伝統的ホラー映画の手法に基づいた映画『イット・フォローズ』
ニューヨーク・タイムズ紙の『Anatomy of a Scene』というコラムシリーズをご存知ですか?
最新映画の1シーンを監督本人が分析するというもので、最近観た話題のホラー映画『イット・フォローズ』をデヴィッド・ロバート・ミッチェル監督自身が解説していたので、さっそく観てみました。

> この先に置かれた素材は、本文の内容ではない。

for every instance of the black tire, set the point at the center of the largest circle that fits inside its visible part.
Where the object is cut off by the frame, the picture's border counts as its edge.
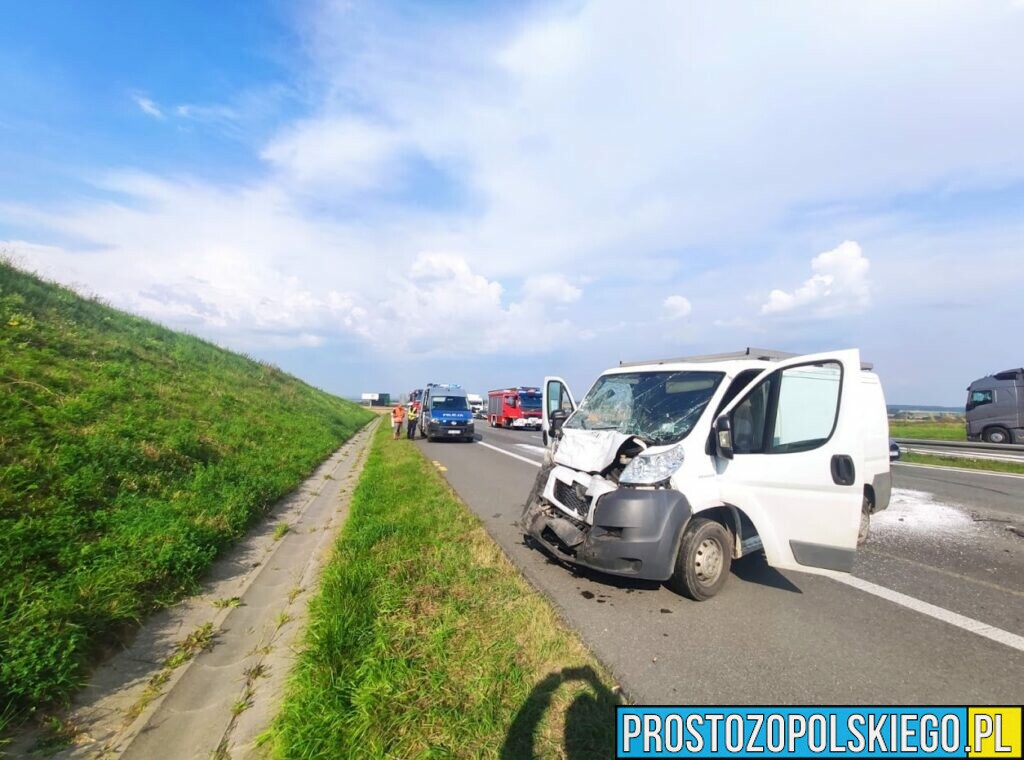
(865, 521)
(997, 435)
(704, 560)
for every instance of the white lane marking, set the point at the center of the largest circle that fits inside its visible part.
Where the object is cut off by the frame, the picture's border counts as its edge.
(957, 469)
(940, 614)
(509, 454)
(946, 616)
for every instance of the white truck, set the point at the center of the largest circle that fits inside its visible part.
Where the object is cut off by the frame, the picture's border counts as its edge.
(669, 470)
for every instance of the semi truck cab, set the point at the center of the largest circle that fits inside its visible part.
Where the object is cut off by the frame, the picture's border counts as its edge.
(445, 413)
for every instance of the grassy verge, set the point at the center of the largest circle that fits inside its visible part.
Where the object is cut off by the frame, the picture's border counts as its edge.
(129, 456)
(425, 640)
(930, 429)
(968, 464)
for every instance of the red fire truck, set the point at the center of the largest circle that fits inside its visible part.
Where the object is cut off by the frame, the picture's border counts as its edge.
(519, 408)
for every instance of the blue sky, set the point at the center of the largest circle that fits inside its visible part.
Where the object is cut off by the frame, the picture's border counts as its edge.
(376, 195)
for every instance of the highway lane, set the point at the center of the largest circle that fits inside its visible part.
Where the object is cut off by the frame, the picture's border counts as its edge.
(791, 637)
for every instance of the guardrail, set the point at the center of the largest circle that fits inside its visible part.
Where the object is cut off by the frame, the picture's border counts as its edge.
(963, 445)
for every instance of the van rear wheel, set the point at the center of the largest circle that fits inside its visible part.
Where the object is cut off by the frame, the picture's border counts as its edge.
(997, 435)
(704, 561)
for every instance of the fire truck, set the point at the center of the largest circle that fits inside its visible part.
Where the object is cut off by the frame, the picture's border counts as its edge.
(516, 408)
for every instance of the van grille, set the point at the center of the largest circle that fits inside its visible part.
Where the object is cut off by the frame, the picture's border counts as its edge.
(568, 496)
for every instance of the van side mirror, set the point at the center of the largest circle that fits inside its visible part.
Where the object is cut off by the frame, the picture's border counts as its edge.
(555, 421)
(723, 436)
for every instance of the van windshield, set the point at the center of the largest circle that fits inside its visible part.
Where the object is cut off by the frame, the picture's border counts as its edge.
(449, 403)
(658, 407)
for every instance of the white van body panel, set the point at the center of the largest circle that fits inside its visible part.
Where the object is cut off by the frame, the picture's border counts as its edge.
(803, 517)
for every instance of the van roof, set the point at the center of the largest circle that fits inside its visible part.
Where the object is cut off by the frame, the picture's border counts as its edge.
(759, 356)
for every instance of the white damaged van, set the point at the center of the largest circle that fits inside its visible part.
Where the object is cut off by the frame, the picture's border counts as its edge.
(669, 470)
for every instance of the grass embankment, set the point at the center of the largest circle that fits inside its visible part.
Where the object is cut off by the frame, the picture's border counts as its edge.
(426, 641)
(129, 456)
(929, 429)
(990, 465)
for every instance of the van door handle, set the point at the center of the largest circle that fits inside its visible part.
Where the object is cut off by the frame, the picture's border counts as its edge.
(844, 472)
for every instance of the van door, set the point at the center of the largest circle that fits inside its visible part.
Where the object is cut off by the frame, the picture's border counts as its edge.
(798, 463)
(556, 396)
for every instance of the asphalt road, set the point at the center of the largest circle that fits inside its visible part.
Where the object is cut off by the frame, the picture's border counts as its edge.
(948, 545)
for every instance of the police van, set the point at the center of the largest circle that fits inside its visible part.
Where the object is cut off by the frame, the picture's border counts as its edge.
(669, 470)
(444, 413)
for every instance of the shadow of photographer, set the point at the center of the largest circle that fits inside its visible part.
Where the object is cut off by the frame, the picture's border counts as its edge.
(589, 721)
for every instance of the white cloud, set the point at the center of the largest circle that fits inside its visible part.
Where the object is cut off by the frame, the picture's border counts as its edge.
(612, 142)
(677, 307)
(148, 107)
(343, 153)
(838, 286)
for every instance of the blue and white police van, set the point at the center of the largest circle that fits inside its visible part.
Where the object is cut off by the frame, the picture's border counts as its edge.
(444, 413)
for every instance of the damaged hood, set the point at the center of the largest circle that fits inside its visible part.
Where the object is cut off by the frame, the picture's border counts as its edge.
(589, 451)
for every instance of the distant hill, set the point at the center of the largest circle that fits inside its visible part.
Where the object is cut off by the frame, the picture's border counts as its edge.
(129, 456)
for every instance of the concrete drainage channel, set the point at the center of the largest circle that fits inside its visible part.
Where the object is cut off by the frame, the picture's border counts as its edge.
(204, 678)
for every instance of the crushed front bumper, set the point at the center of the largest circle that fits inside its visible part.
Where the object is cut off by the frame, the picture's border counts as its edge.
(636, 533)
(450, 430)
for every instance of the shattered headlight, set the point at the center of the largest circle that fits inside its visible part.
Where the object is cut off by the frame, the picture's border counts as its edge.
(649, 468)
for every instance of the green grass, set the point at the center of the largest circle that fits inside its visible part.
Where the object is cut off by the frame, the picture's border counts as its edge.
(425, 641)
(969, 464)
(129, 456)
(928, 429)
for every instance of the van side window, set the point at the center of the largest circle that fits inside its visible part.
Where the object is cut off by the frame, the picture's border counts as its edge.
(978, 398)
(806, 408)
(558, 398)
(749, 420)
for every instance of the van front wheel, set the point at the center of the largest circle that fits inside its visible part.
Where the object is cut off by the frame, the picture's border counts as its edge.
(704, 561)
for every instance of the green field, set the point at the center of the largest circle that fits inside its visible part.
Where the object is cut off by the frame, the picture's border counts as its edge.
(964, 463)
(129, 456)
(930, 429)
(425, 641)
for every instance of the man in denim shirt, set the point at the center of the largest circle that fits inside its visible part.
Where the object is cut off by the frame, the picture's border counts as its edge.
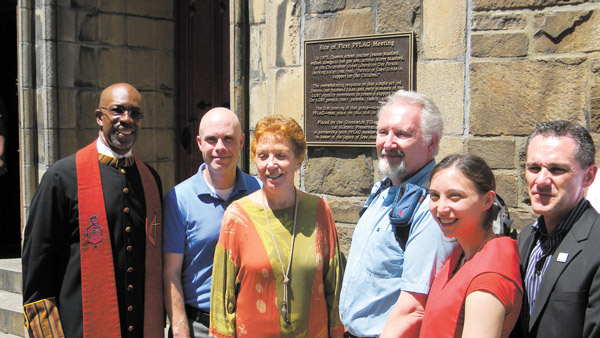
(382, 278)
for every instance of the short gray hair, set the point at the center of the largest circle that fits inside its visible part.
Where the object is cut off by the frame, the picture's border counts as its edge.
(431, 118)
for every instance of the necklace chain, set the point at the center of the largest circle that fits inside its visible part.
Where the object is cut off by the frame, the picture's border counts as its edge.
(286, 273)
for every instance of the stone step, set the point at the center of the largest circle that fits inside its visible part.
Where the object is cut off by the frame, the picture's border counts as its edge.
(11, 313)
(11, 279)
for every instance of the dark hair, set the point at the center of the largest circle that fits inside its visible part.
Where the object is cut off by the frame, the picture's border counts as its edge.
(477, 171)
(585, 153)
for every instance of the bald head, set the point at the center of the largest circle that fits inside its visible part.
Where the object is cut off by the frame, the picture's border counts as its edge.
(119, 116)
(220, 140)
(219, 116)
(119, 91)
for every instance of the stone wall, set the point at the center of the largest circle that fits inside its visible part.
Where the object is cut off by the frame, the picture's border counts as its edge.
(494, 68)
(69, 51)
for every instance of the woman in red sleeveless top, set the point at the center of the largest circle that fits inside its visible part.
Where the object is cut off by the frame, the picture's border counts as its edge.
(477, 293)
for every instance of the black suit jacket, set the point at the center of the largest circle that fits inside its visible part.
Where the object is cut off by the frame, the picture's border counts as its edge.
(568, 302)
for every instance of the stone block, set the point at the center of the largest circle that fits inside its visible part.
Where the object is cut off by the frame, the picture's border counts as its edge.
(595, 113)
(499, 153)
(140, 68)
(67, 146)
(110, 29)
(138, 32)
(288, 81)
(112, 66)
(165, 9)
(165, 144)
(499, 45)
(165, 70)
(339, 171)
(324, 6)
(164, 36)
(258, 56)
(345, 232)
(151, 8)
(68, 53)
(399, 16)
(85, 137)
(86, 67)
(510, 97)
(148, 105)
(259, 103)
(139, 7)
(67, 108)
(488, 5)
(84, 4)
(444, 26)
(26, 110)
(507, 186)
(166, 171)
(145, 145)
(358, 4)
(112, 6)
(66, 20)
(45, 51)
(450, 145)
(88, 103)
(353, 23)
(165, 109)
(498, 21)
(283, 26)
(444, 83)
(87, 27)
(567, 32)
(257, 10)
(346, 209)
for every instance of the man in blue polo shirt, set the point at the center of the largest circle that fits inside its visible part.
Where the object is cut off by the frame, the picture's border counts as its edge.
(386, 280)
(193, 211)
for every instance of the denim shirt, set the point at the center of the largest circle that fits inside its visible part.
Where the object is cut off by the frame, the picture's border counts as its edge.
(378, 268)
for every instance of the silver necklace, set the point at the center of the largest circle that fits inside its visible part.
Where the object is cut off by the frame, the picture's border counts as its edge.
(286, 273)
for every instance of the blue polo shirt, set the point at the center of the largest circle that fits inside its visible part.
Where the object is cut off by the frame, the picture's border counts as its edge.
(378, 269)
(192, 216)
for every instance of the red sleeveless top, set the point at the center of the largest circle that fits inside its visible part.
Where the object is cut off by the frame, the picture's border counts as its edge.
(448, 293)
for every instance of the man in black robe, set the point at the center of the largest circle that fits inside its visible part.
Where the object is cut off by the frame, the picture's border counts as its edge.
(52, 251)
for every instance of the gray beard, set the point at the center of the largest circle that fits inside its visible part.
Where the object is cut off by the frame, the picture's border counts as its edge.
(396, 172)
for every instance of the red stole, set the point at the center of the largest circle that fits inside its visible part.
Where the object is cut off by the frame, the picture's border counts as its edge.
(447, 296)
(99, 295)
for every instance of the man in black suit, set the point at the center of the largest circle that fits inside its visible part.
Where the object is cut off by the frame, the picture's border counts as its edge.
(559, 252)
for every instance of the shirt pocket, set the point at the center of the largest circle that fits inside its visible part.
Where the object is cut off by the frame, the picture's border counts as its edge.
(383, 256)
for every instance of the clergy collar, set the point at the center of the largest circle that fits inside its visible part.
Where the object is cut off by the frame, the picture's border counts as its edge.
(105, 150)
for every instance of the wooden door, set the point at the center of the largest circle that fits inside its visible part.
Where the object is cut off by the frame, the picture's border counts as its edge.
(203, 73)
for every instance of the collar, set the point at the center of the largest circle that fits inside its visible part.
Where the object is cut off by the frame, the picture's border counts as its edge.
(565, 225)
(105, 150)
(418, 178)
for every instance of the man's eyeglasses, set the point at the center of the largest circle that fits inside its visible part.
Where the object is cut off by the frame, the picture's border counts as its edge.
(118, 112)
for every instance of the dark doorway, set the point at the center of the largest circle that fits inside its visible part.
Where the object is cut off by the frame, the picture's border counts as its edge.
(10, 214)
(203, 72)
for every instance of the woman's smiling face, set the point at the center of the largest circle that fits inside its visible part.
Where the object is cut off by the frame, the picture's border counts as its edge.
(276, 162)
(456, 204)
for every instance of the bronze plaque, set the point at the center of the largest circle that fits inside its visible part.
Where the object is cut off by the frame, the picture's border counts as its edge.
(345, 81)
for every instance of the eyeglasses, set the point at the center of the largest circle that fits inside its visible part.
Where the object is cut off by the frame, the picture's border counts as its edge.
(118, 112)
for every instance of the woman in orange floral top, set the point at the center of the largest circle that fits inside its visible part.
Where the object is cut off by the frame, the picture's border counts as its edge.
(277, 269)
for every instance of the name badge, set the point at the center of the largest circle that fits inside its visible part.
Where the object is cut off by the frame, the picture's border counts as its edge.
(562, 257)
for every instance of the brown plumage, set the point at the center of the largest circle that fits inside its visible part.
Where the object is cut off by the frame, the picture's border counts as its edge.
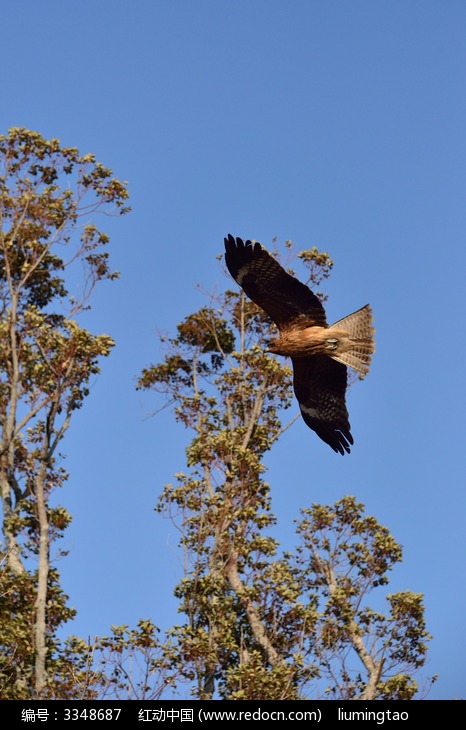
(320, 353)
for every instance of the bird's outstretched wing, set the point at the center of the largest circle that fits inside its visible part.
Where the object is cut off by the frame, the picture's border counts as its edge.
(282, 296)
(320, 386)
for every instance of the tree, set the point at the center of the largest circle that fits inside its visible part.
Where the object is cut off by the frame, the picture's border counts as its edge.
(47, 193)
(260, 624)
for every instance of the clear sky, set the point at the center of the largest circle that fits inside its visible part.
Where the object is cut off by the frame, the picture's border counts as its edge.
(336, 124)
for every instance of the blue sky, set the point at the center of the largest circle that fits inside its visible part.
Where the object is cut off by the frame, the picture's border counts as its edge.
(335, 124)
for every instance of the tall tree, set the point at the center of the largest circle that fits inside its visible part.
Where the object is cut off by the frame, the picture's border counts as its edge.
(49, 195)
(260, 624)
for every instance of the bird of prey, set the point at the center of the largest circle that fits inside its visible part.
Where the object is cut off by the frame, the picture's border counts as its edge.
(320, 353)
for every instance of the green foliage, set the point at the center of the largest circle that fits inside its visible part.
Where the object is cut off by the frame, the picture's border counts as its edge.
(260, 624)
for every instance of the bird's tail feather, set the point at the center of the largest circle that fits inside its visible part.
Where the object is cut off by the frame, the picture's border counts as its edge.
(360, 344)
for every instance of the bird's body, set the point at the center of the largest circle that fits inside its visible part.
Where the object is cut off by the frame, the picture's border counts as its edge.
(319, 352)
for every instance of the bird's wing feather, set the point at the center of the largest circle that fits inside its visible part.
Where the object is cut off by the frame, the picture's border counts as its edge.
(320, 386)
(282, 296)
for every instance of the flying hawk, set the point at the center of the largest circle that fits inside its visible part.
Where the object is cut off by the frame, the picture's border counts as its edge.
(320, 353)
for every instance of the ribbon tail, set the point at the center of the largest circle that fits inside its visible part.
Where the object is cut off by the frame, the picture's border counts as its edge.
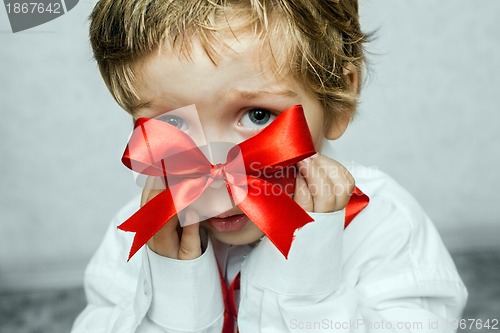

動画の中で話されていますが、『イット・フォローズ』は、ここ最近のモキュメンタリー(疑似ドキュメンタリー)手法を取り入れた斬新なホラー映画と異なり、伝統的ホラー映画の手法に基づいて制作されています。
ファイナル・ガール
「伝統的なホラー映画の手法」と言えば、以前ジェガーさんが『Men, Women, and Chainsaws: Gender in the Modern Horror Film』という本を読んでいて、その本で提示される「ファイナル・ガール」のコンセプトを説明してくれたことがありました。
『Men, Women, and Chainsaws: Gender in the Modern Horror Film』では、この「ファイナル・ガール」はたいてい処女であり、男女どちらにも使われる名前(あるいは男性らしい名前)を持っていると言われています。
『イット・フォローズ』の主人公も、名前は「ジェイ(Jay)」。ジェガーさんもミドルネームが「ジェイ」なので、「ジェイ」は男女どちらにも使える呼び方と言えるでしょう。
また、ジェイはとてもピュアな女の子。19歳の大学生で、以下の予告編の冒頭では、初めての恋人とのデートに胸を躍らせる場面が描かれます。
全ての映画が「ファイナル・ガール」の条件に完全に合致するとは言えませんが、『イット・フォローズ』は確実に「ファイナル・ガール」を意識していると思われます。
連続する恐怖の刺激
『イット・フォローズ』の「何かが後をつけてくる」というアイデアは、ミッチェル監督が9〜10歳の頃に何度も見た悪夢が元になっているそうです。
そんなミッチェル監督の最も好きなホラー映画は、ジョージ・A・ロメロ監督作『ゾンビ(Dawn of the Dead)』(1978)。
また『イット・フォローズ』は、ホラー映画で恐怖を煽る重要な要素の一つでもある音楽にシンセサイザーが使われていますが、シンセサイザーといえばホラー映画の巨匠、ジョン・カーペンター監督。ミッチェル監督の好きなホラー映画のもう一本も、やはり『ハロウィン(Halloween)』(1978)だそうです。
最近、リメイク以外でこういうホラー映画らしいホラー映画を観ていなかったように思うので、逆に新鮮でした。
でも、この映画が夢だったら、確かにめっちゃ怖いです。